Josep- a moving account of Spanish refugees in France
7 feature-length films, released in 2020 and closely linked to the Occitanie region, are currently competing for the César 2021 Awards.
The jury, comprised of 4292 professionals, have until the 9th February, to vote on their favourites… watch this space for the results.
With a 6pm curfew, what better time is there to put on the popcorn and (re)discover these local gems?
Our pick : Josep
Josep is a 74-minute animated film inspired by the life and work of Josep Bartolí, anti-Franco fighter and cartoonist, exiled in France during the Retirada.

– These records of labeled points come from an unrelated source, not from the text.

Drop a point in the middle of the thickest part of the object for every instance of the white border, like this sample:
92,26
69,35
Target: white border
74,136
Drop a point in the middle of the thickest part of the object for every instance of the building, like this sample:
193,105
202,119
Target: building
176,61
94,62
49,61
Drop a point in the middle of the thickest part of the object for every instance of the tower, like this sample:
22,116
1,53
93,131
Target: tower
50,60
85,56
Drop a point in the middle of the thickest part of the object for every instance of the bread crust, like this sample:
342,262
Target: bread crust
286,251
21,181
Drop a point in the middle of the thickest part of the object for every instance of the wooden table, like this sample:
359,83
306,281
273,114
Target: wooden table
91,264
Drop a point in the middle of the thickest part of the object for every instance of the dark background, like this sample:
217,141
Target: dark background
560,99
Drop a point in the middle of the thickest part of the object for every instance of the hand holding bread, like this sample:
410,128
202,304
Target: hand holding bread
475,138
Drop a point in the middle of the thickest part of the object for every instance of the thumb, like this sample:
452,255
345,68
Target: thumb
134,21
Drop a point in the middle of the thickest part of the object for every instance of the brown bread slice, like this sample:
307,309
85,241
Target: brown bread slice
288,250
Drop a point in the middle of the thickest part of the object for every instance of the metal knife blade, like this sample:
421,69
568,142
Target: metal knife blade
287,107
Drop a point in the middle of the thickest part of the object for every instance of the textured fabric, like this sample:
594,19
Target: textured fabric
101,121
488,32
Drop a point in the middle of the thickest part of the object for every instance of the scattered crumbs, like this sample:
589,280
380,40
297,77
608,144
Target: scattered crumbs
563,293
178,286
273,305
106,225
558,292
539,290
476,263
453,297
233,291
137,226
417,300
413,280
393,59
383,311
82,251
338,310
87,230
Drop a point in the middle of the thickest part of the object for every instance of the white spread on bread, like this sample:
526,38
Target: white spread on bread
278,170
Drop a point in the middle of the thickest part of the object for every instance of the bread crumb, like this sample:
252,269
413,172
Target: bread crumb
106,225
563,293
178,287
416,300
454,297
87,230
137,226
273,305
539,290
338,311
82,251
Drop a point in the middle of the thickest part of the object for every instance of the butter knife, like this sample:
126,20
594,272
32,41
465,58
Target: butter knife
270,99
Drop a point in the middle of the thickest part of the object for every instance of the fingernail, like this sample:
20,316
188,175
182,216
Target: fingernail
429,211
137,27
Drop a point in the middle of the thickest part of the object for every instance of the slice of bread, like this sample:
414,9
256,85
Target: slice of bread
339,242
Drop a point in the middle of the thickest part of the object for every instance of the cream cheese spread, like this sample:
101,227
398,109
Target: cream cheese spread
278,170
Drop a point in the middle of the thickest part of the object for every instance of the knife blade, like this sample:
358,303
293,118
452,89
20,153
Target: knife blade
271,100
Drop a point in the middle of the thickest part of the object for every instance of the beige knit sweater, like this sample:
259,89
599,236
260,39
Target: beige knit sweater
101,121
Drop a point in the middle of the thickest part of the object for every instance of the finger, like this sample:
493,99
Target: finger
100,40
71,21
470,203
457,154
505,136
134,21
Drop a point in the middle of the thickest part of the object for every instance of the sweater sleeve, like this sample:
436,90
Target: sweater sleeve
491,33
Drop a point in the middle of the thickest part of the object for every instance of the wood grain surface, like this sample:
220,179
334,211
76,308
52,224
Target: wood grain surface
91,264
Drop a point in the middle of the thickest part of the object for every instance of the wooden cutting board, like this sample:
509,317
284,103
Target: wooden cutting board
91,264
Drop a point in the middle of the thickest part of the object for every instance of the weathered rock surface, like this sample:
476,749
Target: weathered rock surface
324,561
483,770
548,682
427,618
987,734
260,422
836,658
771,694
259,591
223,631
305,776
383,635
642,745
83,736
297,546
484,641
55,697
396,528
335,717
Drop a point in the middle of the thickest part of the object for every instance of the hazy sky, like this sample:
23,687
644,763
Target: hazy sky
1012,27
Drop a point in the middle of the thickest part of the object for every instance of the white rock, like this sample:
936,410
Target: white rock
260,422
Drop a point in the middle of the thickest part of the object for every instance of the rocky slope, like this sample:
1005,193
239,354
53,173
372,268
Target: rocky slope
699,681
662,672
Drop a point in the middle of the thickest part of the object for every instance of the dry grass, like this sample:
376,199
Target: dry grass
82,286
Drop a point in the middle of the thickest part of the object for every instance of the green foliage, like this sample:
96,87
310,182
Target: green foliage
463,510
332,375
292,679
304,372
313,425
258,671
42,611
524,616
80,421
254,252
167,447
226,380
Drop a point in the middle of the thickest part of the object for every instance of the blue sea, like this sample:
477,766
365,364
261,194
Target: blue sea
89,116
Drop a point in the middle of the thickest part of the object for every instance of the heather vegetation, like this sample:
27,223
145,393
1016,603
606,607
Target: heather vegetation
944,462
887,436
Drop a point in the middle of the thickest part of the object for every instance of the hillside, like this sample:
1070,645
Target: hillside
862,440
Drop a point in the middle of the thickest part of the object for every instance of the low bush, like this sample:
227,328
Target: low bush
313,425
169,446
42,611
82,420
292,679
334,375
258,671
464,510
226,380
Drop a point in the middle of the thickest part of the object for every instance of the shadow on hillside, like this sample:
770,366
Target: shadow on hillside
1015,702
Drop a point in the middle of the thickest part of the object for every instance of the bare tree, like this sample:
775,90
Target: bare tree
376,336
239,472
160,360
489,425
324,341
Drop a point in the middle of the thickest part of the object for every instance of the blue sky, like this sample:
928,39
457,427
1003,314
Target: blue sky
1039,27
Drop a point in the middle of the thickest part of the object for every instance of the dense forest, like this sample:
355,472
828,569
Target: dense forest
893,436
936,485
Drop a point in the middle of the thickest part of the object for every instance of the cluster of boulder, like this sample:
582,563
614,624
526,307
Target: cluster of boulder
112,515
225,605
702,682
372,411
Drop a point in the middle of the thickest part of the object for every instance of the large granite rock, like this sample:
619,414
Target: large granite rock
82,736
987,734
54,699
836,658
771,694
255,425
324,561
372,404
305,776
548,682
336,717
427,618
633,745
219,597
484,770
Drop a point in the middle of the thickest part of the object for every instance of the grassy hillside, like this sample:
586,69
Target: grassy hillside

Producer, Aurel, discovered the work of Josep Bartolí completely by chance, wandering, bored, along the aisles of a book fair.
The cover of the book that Georges Bartolí dedicated to his uncle, Josep, showed the sketch of a Spanish Republican slumped on his crutches, half-man, half-corpse.
Aurel realised that this drawing could only be the work of a brilliant draftsman, and was amazed to discover the talent was replicated on on every page.
The rich political illustrations overflowed with detail and poignant meaning; criticising power, the state, religion, the cowardice of international leaders.
The force of Bartolí’s pencil struck a serious blow and pushed Aurel to bear witness to the horrific events, so little known from recent history.
February 1939. Completely overwhelmed by the flood of Republicans fleeing Franco’s dictatorship, the French government imprisons these Spaniards in concentration camps where many of them will perish from lack of care and food.
In one of these camps, two men, separated by barbed wire, became friends. One is a gendarme, the other is Josep Bartolí (Barcelona 1910 – New York 1995).
Given that cinemas are not set to re-open any time soon, you can rent/buy the film, with English subtitles, by subscribing to BFI Player.
Josep Bartolí never publicly revealed much about his experience of the war but producers discovered that he fought to the bitter end through a through a series of fiery letters between him and his lover, Frida Khalo.
These letters also revealed his loathing of Dalí, who had praised Franco’s military coup d’état and defended the dictator’s severe repression following the defeat of the Republic.
If he had not left behind him a few drawings, a few caricatures of his horrific stay in the French concentration camps, Josep Bartolí would have remained just another anonymous fighter among thousands of other nameless, faceless heroes who sacrificed their lives in the name of freedom.